For positive real numbers $a,b,c$ such that $a+b+c=p$, which one does not hold?

• A. $\left(p-a\right)\left(p-b\right)\left(p-c\right)\le \frac{8}{27}{p}^3$
• B. $\left(p-a\right)\left(p-b\right)\left(p-c\right)\ge 8abc$
• C. $\frac{bc}{a}+\frac{ca}{b}+\frac{ab}{c}\le p$
• D. None of these

Answer 1

Answer: (C)

Using $A.M.\ge G.M.$ one can show that $(b+c)(c+a)(a+b)\ge 8abc$
$\Rightarrow \left(p-a\right)\left(p-b\right)\left(p-c\right)\ge 8abc$
Therefore, $\left(b\right)$ holds.

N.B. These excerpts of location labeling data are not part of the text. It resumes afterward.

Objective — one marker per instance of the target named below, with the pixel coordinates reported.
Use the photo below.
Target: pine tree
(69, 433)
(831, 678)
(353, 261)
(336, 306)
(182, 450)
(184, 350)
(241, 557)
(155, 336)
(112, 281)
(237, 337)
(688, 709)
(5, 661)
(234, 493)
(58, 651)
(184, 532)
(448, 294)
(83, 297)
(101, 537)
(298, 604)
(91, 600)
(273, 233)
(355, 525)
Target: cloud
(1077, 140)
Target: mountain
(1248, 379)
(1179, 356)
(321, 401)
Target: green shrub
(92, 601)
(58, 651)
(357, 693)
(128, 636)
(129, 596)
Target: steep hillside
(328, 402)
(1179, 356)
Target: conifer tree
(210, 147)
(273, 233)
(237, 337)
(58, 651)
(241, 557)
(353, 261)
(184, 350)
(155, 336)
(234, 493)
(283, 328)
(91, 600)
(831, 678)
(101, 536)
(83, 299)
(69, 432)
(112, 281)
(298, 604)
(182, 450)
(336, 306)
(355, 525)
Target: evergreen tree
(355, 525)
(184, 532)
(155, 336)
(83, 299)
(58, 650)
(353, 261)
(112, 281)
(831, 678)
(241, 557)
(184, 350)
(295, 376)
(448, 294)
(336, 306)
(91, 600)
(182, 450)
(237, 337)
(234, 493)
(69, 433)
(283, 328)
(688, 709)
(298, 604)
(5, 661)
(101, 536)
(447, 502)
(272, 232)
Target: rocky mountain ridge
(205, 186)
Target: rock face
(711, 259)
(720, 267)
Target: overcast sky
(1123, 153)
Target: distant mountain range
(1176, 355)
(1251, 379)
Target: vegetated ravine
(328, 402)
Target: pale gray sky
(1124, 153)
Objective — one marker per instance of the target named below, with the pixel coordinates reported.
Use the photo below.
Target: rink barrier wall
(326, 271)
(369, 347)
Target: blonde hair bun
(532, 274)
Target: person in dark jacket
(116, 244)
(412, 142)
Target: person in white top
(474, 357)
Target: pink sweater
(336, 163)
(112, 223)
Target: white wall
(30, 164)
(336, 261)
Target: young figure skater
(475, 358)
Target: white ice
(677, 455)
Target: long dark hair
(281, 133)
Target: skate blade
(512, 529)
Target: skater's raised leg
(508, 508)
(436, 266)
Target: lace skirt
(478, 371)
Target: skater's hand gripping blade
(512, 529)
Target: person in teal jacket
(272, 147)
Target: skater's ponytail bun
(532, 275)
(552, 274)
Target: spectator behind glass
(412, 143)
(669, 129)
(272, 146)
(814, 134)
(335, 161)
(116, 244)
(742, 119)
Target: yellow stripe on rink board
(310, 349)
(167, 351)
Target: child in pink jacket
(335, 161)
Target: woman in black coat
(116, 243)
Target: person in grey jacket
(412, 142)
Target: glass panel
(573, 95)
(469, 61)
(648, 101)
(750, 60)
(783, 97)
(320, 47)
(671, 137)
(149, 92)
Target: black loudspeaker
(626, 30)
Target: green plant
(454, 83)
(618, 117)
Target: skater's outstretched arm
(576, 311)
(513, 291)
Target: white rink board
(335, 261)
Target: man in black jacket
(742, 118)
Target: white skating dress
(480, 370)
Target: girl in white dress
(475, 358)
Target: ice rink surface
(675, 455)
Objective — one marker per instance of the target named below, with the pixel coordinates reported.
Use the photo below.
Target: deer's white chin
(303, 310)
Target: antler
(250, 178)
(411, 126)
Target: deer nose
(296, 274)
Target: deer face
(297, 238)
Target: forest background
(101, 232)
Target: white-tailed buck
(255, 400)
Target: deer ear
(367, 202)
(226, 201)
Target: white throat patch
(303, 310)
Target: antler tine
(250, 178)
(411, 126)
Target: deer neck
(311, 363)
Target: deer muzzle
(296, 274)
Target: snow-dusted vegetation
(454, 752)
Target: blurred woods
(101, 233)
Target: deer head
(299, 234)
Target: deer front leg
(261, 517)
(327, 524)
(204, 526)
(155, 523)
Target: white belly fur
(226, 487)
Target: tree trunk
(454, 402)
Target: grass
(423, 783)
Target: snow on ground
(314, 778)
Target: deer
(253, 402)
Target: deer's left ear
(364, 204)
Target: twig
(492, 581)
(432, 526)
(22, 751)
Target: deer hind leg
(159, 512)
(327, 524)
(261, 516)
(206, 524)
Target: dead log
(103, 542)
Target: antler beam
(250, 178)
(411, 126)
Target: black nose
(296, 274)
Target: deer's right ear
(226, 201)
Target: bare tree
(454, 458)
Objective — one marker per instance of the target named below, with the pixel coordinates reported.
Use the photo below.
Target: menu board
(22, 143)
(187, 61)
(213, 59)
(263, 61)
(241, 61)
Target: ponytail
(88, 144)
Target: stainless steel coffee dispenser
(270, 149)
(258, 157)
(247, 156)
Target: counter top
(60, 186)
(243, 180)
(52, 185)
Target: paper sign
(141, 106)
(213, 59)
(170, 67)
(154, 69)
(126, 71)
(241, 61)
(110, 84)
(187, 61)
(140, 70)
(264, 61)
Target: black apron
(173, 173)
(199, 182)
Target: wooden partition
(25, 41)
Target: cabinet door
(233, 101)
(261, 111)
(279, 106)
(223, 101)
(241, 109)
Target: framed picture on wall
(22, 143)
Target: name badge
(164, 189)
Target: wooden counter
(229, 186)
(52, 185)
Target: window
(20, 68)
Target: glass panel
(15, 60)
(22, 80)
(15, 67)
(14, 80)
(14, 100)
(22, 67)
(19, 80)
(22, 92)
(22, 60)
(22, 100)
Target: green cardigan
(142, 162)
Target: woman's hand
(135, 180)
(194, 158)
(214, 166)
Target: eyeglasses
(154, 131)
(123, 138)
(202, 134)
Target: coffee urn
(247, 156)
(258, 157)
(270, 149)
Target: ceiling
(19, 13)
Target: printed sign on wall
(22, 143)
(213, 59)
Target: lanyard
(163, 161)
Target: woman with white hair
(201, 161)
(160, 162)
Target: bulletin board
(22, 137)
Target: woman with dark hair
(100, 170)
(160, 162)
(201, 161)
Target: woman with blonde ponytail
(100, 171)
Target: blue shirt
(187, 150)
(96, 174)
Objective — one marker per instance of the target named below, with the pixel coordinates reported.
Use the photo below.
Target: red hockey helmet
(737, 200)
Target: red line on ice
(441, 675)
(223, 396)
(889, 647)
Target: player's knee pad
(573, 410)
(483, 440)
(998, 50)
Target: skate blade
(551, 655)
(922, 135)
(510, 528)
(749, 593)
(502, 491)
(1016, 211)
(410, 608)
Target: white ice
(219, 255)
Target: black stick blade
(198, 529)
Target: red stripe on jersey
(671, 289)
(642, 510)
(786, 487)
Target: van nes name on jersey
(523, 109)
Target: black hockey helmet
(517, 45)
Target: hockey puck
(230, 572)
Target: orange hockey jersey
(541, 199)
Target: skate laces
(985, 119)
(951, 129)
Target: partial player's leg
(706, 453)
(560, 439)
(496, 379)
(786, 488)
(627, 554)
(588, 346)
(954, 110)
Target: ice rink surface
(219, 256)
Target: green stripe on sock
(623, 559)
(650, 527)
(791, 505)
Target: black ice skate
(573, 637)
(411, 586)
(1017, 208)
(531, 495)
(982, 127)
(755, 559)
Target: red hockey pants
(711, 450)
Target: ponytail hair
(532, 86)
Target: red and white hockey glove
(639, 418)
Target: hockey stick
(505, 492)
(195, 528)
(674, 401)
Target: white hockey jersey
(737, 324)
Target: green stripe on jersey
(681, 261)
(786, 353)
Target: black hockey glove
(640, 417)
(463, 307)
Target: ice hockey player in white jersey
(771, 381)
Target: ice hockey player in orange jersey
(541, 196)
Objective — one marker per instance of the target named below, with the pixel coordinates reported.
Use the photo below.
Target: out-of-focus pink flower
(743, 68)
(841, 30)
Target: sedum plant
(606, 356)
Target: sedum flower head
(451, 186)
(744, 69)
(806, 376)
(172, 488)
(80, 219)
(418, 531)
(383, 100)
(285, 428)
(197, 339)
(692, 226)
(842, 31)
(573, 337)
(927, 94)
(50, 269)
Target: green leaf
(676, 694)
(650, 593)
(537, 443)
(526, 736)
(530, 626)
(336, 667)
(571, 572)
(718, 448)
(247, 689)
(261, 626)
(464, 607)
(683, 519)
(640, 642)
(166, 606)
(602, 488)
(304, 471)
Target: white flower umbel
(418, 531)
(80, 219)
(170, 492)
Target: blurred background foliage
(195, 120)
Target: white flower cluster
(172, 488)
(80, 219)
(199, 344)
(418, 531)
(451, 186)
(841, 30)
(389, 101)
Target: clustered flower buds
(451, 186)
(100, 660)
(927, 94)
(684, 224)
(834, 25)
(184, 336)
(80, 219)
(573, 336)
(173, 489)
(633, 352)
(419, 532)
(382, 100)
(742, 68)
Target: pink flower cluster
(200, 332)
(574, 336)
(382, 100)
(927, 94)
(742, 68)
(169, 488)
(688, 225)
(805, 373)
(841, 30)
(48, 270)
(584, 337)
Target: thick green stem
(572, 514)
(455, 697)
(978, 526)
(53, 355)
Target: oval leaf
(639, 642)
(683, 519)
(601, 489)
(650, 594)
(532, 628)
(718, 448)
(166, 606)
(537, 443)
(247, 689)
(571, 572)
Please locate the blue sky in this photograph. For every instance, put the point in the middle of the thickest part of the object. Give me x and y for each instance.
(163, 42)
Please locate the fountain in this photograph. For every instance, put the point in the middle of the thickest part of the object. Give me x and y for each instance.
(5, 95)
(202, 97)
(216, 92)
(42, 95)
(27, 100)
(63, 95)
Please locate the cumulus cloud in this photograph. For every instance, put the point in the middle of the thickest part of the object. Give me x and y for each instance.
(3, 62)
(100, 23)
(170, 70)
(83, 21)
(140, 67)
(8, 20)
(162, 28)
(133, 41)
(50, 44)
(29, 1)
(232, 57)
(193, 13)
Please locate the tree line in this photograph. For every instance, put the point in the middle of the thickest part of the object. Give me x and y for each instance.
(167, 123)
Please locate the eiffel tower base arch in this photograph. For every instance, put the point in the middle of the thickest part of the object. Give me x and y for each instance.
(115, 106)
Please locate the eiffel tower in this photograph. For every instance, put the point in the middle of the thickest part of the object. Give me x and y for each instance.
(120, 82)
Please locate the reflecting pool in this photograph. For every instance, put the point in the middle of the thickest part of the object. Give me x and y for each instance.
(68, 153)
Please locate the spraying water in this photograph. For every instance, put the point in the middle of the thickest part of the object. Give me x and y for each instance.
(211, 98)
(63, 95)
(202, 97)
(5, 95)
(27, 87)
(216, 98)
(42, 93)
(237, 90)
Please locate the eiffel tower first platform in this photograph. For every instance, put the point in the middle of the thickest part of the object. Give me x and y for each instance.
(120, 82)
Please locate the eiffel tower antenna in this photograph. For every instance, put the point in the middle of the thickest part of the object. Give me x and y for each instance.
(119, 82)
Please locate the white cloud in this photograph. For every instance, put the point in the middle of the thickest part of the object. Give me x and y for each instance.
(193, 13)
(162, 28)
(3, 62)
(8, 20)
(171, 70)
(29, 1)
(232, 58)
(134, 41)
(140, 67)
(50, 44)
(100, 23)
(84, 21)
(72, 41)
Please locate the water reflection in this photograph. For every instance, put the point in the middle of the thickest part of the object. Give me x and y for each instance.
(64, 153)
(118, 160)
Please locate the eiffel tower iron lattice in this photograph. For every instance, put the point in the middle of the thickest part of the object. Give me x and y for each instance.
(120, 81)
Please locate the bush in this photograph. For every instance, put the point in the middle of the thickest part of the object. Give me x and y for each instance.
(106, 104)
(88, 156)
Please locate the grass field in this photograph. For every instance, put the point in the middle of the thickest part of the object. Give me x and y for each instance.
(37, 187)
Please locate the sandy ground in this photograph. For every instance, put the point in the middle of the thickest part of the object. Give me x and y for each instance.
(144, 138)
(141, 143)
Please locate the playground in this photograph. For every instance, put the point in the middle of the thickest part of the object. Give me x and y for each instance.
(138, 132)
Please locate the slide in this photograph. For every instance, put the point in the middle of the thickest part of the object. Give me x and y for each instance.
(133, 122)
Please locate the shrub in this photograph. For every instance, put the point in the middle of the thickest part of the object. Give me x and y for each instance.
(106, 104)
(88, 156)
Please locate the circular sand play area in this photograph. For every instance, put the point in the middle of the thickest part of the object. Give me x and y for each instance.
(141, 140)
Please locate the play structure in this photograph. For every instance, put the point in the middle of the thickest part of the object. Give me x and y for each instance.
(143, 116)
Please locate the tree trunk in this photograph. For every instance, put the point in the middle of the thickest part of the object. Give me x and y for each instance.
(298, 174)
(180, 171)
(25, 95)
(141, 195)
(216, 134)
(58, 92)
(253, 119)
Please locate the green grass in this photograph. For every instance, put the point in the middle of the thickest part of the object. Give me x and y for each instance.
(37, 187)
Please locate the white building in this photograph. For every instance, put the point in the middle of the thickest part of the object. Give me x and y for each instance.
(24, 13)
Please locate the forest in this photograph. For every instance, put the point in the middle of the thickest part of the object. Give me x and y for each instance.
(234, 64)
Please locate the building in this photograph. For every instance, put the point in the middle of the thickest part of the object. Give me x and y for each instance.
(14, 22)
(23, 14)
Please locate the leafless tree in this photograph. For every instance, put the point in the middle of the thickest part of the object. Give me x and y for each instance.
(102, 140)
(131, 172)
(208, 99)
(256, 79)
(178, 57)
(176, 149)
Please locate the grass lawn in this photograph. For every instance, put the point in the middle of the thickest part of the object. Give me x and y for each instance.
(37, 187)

Also,
$\frac{\left(p-a\right)+\left(p-b\right)+\left(p-c\right)}{3}\ge {\left[\left(p-a\right)\left(p-b\right)\left(p-c\right)\right]}^{1/3}$
or $\frac{3p-\left(a+b+c\right)}{3}\ge {\left[\left(p-a\right)\left(p-b\right)\left(p-c\right)\right]}^{1/3}$
or $\frac{2p}{3}\ge {\left[\left(p-a\right)\left(p-b\right)\left(p-c\right)\right]}^{1/3}$
or $\left(p-a\right)\left(p-b\right)\left(p-c\right)\le \frac{8p^3}{27}$
Therefore, $\left(a\right)$ holds. Again,
$\frac{1}{2}\left(\frac{bc}{a}+\frac{ca}{b}\right)\ge \sqrt{\left(\frac{\sqrt{bc}}{a}\frac{ca}{b}\right)}$
and so on. Adding the inequalities, we get
$\frac{bc}{a}+\frac{ca}{b}+\frac{ab}{c}\ge a+b+c=p$
Therefore, $\left(c\right)$ does not hold.